The data will consist of two files.
- A text file train-text.txt with a single training instance (review) per line. The first token in the each line is a unique 20-character alphanumeric identifier, which is followed by the text of the review.
- A label file train-labels.txt with labels for the corresponding reviews. Each line consists of three tokens: a unique 20-character alphanumeric identifier corresponding to a review, a label truthful or deceptive, and a label positive or negative.

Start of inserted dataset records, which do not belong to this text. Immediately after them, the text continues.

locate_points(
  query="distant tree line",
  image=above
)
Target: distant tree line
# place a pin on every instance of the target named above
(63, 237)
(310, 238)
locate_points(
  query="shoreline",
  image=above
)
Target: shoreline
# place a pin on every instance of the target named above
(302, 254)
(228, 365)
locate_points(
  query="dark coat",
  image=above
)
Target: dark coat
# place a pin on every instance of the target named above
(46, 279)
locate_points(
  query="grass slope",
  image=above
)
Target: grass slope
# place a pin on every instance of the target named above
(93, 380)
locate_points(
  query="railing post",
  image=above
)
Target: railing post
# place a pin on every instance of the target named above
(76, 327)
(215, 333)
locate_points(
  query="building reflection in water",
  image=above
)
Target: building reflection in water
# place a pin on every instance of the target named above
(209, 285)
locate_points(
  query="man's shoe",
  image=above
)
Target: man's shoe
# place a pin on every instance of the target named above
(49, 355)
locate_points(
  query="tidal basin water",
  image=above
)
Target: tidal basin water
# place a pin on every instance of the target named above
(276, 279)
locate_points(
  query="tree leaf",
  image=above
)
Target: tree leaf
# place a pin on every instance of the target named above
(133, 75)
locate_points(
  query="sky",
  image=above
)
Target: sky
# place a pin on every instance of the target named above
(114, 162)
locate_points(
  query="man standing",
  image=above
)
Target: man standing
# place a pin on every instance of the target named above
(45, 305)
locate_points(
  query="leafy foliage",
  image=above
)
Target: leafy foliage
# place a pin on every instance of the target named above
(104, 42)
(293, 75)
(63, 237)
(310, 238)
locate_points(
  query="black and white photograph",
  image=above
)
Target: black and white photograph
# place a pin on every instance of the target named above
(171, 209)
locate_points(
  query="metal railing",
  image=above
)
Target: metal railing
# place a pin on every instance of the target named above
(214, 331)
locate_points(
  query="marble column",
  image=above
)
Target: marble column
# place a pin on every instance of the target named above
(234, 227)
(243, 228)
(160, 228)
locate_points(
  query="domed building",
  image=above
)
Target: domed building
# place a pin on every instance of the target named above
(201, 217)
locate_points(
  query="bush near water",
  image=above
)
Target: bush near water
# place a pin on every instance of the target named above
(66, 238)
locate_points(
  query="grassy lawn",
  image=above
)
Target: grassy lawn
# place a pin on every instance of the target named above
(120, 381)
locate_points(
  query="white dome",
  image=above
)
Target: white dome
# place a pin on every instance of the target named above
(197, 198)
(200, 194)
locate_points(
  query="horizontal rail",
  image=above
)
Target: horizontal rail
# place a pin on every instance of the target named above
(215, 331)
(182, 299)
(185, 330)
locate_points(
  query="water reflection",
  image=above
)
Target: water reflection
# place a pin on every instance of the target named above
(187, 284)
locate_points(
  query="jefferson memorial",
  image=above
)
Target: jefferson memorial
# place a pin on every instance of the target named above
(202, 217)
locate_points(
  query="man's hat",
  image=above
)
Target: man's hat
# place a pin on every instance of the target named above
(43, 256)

There are two programs defined: nblearn.py will learn a naive Bayes model from the training data, and nbclassify.py will use the model to classify new data. The learning program will be invoked in the following way:
python nblearn.py /path/to/text/file /path/to/label/file
The arguments are the two training files; the program will learn a naive Bayes model, and write the model parameters to a file called nbmodel.txt. The format of the model is up to you, but it should contain the model parameters (that is, the various probabilities).
The classification program will be invoked in the following way:
python nbclassify.py /path/to/text/file
The argument is the test data file, which has the same format as the training text file. The program will read the parameters of a naive Bayes model from the file nbmodel.txt, classify each entry in the test data, and write the results to a text file called nboutput.txt in the same format as the label file from the training data.